Ce projet vise à apporter un “appui institutionnel et opérationnel” à la justice burundaise. Globalement, il s’agit de lutter contre le manque de moyens et les pratiques abusives ou inefficaces qui entravent le bon fonctionnement de la justice, au sens où tout un chacun l’entend: une justice proche des citoyens, accessible et équitable, orientée vers un véritable projet de paix sociale.
L’un des problèmes auxquels je vais m’attaquer plus particulièrement concerne le manque de formation des acteurs de la justice. En effet, bien souvent, certaines personnes ont été propulsées sans formation adéquate sur un lieu de travail dont elles ne maîtrisent pas toujours les tenants et aboutissants. Par ailleurs, celles-ci sont parfois peu sensibles à leurs responsabilités envers la société: la corruption, les mauvais traitements, les dénis de justice et autres manquements à la déontologie sont malheureusement suffisamment courants pour entacher l’ensemble des professionnels de la justice et provoquer une perte de confiance de la part du citoyen envers l’institution qui devrait lui servir de protection.
Bien sûr, la formation ne pourra à elle seule résoudre l’ensemble des défis qui se posent actuellement dans le système judiciaire du Burundi et des actions sont menées conjointement pour améliorer les moyens logistiques et l’organisation du monde judiciaire. Toutefois, la mise en place de formations peut certainement contribuer à combler certains savoirs techniques, tout en favorisant des réflexions et en faisant naître des collaborations qui permettront de répondre plus efficacement aux attentes des justiciables.
C’est dans ce cadre qu’une étude va prochainement être lancée afin de déterminer les besoins en formation qui sont prioritaires pour améliorer le fonctionnement de la justice. De cette étude sera ensuite dégagé un plan stratégique qui permettra de combler certains besoins urgents. A plus long terme, le ministère de la justice burundais souhaite créer un centre de formation des professionnels de la justice. A travers mon angle de vue pédagogique, l’une de mes tâches consistera dès lors à soutenir cette réalisation en alimentant la réflexion quant à l’opérationnalisation de ce centre.
Vous l’aurez compris, le défi s’annonce passionnant et les questions sont complexes et nombreuses. J’ai déjà hâte de m’y plonger plus en détails.



Marie-Claude Van Grunderbeek said,
April 1, 2009 - 1:44 pm
bonjour Laure,
J’ai fait des recherches archéologiques de 1978 à 1987 au Rwanda et au Burundi.

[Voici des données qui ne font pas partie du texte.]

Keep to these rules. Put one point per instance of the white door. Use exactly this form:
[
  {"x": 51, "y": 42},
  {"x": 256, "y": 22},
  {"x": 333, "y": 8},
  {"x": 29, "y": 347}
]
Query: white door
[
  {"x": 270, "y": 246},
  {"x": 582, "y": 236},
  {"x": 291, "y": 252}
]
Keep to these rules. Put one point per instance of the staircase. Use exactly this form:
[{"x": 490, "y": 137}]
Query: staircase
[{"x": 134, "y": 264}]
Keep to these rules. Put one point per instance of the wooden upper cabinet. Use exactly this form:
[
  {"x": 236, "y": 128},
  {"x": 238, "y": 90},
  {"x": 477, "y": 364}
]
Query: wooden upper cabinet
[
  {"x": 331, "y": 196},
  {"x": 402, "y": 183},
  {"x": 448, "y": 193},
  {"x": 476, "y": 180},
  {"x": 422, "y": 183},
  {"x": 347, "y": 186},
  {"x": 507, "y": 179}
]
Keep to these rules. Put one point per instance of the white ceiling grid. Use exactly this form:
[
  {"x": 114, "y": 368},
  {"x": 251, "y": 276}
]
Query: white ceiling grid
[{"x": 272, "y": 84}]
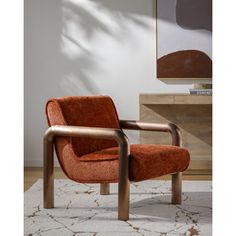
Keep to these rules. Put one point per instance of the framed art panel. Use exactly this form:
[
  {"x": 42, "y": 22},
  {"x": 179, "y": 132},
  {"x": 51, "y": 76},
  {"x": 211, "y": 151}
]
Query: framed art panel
[{"x": 184, "y": 39}]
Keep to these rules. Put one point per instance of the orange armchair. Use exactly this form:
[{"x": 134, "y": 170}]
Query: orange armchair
[{"x": 92, "y": 148}]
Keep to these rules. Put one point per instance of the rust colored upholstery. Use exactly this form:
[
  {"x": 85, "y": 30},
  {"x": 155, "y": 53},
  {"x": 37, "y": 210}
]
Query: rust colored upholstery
[
  {"x": 146, "y": 160},
  {"x": 95, "y": 160}
]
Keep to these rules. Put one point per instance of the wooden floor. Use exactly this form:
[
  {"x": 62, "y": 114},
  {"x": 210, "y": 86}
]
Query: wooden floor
[{"x": 32, "y": 174}]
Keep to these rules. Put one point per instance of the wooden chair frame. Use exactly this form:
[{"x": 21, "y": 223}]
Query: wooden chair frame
[{"x": 124, "y": 152}]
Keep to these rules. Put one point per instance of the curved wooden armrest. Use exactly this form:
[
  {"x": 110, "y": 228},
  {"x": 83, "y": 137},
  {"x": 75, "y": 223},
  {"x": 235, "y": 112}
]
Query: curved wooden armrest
[{"x": 170, "y": 127}]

D’environ 1000 avant J-C à 1000 de notre ère une importante culture, appelée urewe, s’est développée en Uganda, partie du Kenia, Rwanda, Burundi et Tanzanie. j’ai fouillé le plus ancien et plus grand fourneau de fonte (8e siècle avant J-C) du monde connu à ce jour, au Rwanda (Gasiza). Au Burundi c’est plutot une belle céramique à motifs linéaires qui a été retrouvée. Malheureusement, le sol pauvre (surtout par rapport à l’Europe), les sécheresses, la surexploitation des sols, … ont diminué les ressources et mis fin à cette superbe culture.
Marie-Claude
NIKUZE Onesphore said,
April 17, 2009 - 10:56 am
Je suis pour le moment Inspecteur de l’Etat au Burundi, mais je fut chef de cabinet au Ministère de la Justice durant les années 2001-2003, et je reste intéressé par l’évolution de la justice au Burundi, quand bien même j’ai pris un peu de recul. Je voudrais contribuer d’une manière ou d’une autre à faire triompher la justice au vrai sens du mot, car j’estime qu’elle est la fondation de toute socièté. J’offre ma collaboration pour faire avancer la justice au Burundi.
Merci , Onesphore
BIGIRINDAVYI Bernard said,
November 27, 2009 - 11:28 am
Je m’appelle BERNARD BIGIRINDAVYI , je suis juriste et j’ai eu l’occasion de visiter les cachots communaux ainsi que certaines prisons de notre pays dans le cadre du Projet “émergence du droit à un procès équitable aux victimes de la torture au Burundi ” au sein de l’ACAT BURUNDI. A cette occasion j’ai vu comment les détenus souffrent cruellement.Malheureusement notre projet a pris fin alors qu’il restait beaucoup à faire. Je reste toujours disponible à contribuer dans la promotion de la justice au monde en général et au Burundi en particulier.
Merçi.
BIKORIMANA Dieudonne said,
September 2, 2010 - 11:14 am
Bonjour Laure,
Je suis médecin mais je suis particulièrement intéressé par la justice. Plus d’une fois, je me suis entretenu avec des prisonniers en consultation surtout à Gitega et Kayanza. Leur situation est déplorable. L’autre aspect de justice qui me touche fort concerne les cas qui sont gérer localement par la justice coutumière, surtout les cas de viols.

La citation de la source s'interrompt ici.